Tuesday 20 November 2018

FIRST MAN

Watchable. Hardly exciting. A big part comprises of everyday family life and job training. Even when you see the other pilots' deaths it's more of a curiosity that Neil Armstrong got his chances on the back of dead men. There's a fleeting moment of emotion when Neil has to tell his sons he might never be back and of gravitas (pun intended) on the Moon. Nice classical music. Light humour, e.g. about flight controllers who turned all blue and could finally get some oxygen after he succeeded in putting the spacecraft down. But mostly it's dull, just the daily grind of engineering a space flight. Ryan Gosling as Neil Armstrong looks perfectly resilient to the stress of being an astronaut. The 60s are obviously recreated through costumes and scenography.

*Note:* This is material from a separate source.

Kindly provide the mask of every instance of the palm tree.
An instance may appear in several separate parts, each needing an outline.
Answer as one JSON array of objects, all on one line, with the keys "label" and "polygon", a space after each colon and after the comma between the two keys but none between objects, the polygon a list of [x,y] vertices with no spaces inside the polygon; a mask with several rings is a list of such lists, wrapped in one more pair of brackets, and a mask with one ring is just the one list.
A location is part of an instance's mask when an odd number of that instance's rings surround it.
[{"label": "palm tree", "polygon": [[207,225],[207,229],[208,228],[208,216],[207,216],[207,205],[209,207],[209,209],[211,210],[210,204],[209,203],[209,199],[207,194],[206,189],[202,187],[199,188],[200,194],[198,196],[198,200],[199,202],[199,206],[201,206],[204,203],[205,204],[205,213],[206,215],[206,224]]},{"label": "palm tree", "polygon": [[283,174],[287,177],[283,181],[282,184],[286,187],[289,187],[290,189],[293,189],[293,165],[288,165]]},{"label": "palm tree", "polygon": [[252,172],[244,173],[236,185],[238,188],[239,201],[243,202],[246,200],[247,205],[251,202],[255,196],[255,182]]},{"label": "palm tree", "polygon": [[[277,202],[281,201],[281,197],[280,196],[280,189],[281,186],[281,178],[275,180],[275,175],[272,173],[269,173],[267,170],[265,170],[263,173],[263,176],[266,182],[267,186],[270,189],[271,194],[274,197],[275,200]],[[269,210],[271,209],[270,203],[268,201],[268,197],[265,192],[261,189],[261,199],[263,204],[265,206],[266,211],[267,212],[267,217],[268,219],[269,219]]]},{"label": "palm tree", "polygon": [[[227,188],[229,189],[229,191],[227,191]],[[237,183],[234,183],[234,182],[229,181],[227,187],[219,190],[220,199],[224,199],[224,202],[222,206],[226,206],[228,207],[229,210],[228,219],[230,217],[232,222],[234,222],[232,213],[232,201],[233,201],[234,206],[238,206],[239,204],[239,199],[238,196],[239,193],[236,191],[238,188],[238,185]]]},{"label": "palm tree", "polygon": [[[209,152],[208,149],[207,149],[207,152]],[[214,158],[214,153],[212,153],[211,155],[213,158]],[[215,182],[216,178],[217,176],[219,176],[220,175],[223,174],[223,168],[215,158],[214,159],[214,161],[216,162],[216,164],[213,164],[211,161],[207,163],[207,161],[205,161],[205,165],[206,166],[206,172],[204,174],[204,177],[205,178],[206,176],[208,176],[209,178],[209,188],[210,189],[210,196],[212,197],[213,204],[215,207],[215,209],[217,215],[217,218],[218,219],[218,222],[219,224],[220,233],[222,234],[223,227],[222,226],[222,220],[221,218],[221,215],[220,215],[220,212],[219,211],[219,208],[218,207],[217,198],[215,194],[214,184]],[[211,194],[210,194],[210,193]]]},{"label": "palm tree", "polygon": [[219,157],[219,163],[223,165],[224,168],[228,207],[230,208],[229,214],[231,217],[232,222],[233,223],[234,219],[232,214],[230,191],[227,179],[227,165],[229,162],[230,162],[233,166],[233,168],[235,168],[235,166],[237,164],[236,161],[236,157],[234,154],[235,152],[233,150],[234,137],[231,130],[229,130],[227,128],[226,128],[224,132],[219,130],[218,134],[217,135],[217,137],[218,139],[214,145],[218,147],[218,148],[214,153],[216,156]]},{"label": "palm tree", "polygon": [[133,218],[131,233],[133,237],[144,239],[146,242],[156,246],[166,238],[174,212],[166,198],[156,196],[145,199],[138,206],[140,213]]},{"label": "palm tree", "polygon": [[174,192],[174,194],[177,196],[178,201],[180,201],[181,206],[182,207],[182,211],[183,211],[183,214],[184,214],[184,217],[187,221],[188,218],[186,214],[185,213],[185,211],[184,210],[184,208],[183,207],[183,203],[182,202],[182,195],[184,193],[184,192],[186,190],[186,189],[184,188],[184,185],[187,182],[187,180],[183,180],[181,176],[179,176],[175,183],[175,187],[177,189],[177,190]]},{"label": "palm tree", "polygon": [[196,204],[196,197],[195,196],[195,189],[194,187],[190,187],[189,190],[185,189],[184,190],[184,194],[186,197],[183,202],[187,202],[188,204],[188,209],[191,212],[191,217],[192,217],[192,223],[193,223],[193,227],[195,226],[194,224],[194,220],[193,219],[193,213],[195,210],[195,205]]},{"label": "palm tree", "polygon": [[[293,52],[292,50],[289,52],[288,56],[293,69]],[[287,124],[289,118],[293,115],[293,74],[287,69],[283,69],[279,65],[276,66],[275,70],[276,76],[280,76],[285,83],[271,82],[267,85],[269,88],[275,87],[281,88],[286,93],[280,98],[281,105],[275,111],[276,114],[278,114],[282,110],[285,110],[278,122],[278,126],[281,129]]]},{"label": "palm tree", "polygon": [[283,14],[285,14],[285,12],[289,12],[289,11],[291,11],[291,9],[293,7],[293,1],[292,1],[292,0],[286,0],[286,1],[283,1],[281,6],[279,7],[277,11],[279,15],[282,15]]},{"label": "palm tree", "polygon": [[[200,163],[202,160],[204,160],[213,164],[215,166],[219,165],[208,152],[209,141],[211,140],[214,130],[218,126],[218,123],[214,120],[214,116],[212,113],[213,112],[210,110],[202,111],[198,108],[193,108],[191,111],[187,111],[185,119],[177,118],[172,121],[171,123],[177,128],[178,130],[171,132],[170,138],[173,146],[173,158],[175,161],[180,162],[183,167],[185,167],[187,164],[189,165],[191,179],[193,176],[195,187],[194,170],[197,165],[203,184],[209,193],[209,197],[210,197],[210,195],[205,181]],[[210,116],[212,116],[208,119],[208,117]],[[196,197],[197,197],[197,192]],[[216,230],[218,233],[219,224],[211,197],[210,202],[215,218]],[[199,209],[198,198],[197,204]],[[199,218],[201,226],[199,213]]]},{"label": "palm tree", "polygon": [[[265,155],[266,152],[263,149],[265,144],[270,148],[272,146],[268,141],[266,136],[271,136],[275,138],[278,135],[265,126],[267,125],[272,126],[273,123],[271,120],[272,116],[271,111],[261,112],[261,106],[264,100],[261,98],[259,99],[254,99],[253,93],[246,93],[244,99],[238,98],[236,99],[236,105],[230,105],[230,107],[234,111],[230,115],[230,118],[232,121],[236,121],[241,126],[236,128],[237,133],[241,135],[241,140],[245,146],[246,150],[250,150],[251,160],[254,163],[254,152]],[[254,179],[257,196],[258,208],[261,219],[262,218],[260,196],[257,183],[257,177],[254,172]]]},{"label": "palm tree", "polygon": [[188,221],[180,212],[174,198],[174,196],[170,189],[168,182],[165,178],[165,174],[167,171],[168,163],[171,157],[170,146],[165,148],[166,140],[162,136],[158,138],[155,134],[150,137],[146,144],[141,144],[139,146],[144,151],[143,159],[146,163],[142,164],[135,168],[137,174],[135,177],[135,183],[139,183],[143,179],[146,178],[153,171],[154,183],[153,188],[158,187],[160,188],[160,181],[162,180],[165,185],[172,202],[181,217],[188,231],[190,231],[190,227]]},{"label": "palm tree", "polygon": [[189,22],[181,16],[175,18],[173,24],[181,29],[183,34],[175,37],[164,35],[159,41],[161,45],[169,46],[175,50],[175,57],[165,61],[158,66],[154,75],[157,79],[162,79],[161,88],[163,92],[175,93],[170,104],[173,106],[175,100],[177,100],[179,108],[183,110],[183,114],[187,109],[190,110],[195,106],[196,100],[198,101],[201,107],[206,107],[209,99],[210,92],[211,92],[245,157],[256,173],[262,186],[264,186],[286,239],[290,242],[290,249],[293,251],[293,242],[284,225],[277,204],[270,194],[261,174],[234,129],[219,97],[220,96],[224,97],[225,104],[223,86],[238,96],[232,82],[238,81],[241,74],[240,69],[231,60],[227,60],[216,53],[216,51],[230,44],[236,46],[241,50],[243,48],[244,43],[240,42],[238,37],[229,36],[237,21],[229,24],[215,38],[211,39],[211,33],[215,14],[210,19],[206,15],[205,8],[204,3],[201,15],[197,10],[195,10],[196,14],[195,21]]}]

WARSAW JEWISH FILM FESTIVAL 


PUYA - IM KREIS DER ZEIT (PUYA: IN THE CIRCLE OF TIME)

Watchable. A caged tiger, a suicidal patient, an ailing man reflect the protagonist's entrapment and subdepression. The plot combines three different waves of refugees to present an age-old problem. The director wanted to show the victims of war can be of all nations. Very personal and touching but not intimate enough, shown through wide plans rather. No beginning and no ending.

THE OSLO DIARIES

Recommended. It clarifies the complexities of the Israeli-Palestinian conflict to a layman. But it also showcases how a purely political fight ruined the peace process. The fact remains there are only two options: peace or perpetual war. Since the collapse of the peace process 16 000 people have lost their lives on both sides.


GRZESIUK. FERAJNA WCIAZ GRA


Watchable. A pleasant film with contemporary covers of Grzesiuk's songs and with commentaries by himself (from radio recordings in the 1960s), by people who knew him and by young fans who never had the chance to meet him. Still they have noticed his joie de vivre maintained in spite of having spent 5 years in a concentration camp and suffering from tuberculosis afterwards. At first the lyrics struck me as glorifying violence and theft but once you get to understand how tongue-in-cheek they are you start appreciating the tunes. As for the documentary, I'd rather see less of his fans and would love to hear quotes from his books, especially that, as we hear, he wrote exactly the same way he talked.